A noi facevano schifo le vicende che accadevano negli anni Settanta e dintorni presso uffici giudiziari come la Procura di Roma, con un personaggio come Claudio Vitalone che, da semplice sostituto procuratore, ostentava di essere il padrone della Procura di Roma solo per il suo notorio rapporto con Giulio Andreotti, e a maggior ragione, se facciamo riferimento a un’area politica come quella postcomunista dove un tempo (ahinoi, un tempo!) imperavano gli insegnamenti di Enrico Berlinguer sulla “questione morale”, da enorme fastidio che ci sia un politico, o più politici (perché il discorso non riguarda solo Emanuele Sanna: che dire della “Fondazione Luca Raggio”, padroneggiata dal noto Andrea Raggio, e dei magistrati che la frequentano?) che fanno manovre con la magistratura o anche solo danno l’impressione di farlo; può darsi che sulla persona di Emanuele Sanna gravino solo sospetti, anche se se ne sono dette troppe per non dubitarsi legittimamente che qualcosa di vero ci sia, ma anche se si tratta, appunto, solo di sospetti, sono sufficienti a gettare su questo politico tali ombre da non farcelo, in ogni caso, certo rimpiangere, e con noi da non farlo rimpiangere anche a moltissimi militanti onesti del PDS che con le manovre della magistratura non hanno nulla a che fare e che intuiscono che questa, al di là della riverniciatura di rosso che in molti si sono dati per opportunismo, resta un’entità, per modi di vivere di chi la compone e per visione della società, retriva, conservatrice, spesso antipopolare.

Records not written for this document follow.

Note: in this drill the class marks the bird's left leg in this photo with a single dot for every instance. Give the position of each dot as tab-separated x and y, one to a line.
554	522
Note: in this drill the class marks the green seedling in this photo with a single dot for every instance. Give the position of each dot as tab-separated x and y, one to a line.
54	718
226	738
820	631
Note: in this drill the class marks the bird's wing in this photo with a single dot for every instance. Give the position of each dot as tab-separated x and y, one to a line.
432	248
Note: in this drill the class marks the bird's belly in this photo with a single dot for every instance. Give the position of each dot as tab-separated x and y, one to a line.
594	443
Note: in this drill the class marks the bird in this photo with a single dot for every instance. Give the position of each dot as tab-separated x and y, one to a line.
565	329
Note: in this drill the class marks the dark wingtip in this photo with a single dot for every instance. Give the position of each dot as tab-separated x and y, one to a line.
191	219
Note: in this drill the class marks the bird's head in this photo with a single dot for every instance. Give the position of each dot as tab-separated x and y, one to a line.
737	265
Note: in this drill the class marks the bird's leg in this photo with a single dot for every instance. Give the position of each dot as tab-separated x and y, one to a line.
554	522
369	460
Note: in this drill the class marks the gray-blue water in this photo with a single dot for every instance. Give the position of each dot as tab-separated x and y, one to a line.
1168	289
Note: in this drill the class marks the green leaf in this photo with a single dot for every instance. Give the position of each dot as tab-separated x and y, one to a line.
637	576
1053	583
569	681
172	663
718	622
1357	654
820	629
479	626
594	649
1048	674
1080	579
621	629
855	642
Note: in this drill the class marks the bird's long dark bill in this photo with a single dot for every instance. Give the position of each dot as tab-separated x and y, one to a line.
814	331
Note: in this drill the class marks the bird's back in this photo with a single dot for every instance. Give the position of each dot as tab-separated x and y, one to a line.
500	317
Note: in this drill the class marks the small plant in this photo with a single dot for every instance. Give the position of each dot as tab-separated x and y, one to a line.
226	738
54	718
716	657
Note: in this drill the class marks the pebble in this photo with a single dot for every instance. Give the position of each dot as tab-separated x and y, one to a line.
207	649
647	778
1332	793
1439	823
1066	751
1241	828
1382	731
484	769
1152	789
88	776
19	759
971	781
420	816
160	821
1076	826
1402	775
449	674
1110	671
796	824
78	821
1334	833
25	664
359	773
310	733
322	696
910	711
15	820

E allora addio, Emanuele! Dicono che riuscirai a piazzare qualche tuo “secondo” al Consiglio Regionale, ma speriamo vivamente che ciò non accada, invitiamo Renato Soru a vigilare perché ciò non accada, e in ogni caso ti rivolgiamo un sommesso consiglio: ora che avrai molto tempo libero, parla un po’ meno con Carlo Piana e un po’ di più coi lavoratori che soffrono e ai quali la sinergia del PDS con la magistratura non ha arrecato beneficio alcuno!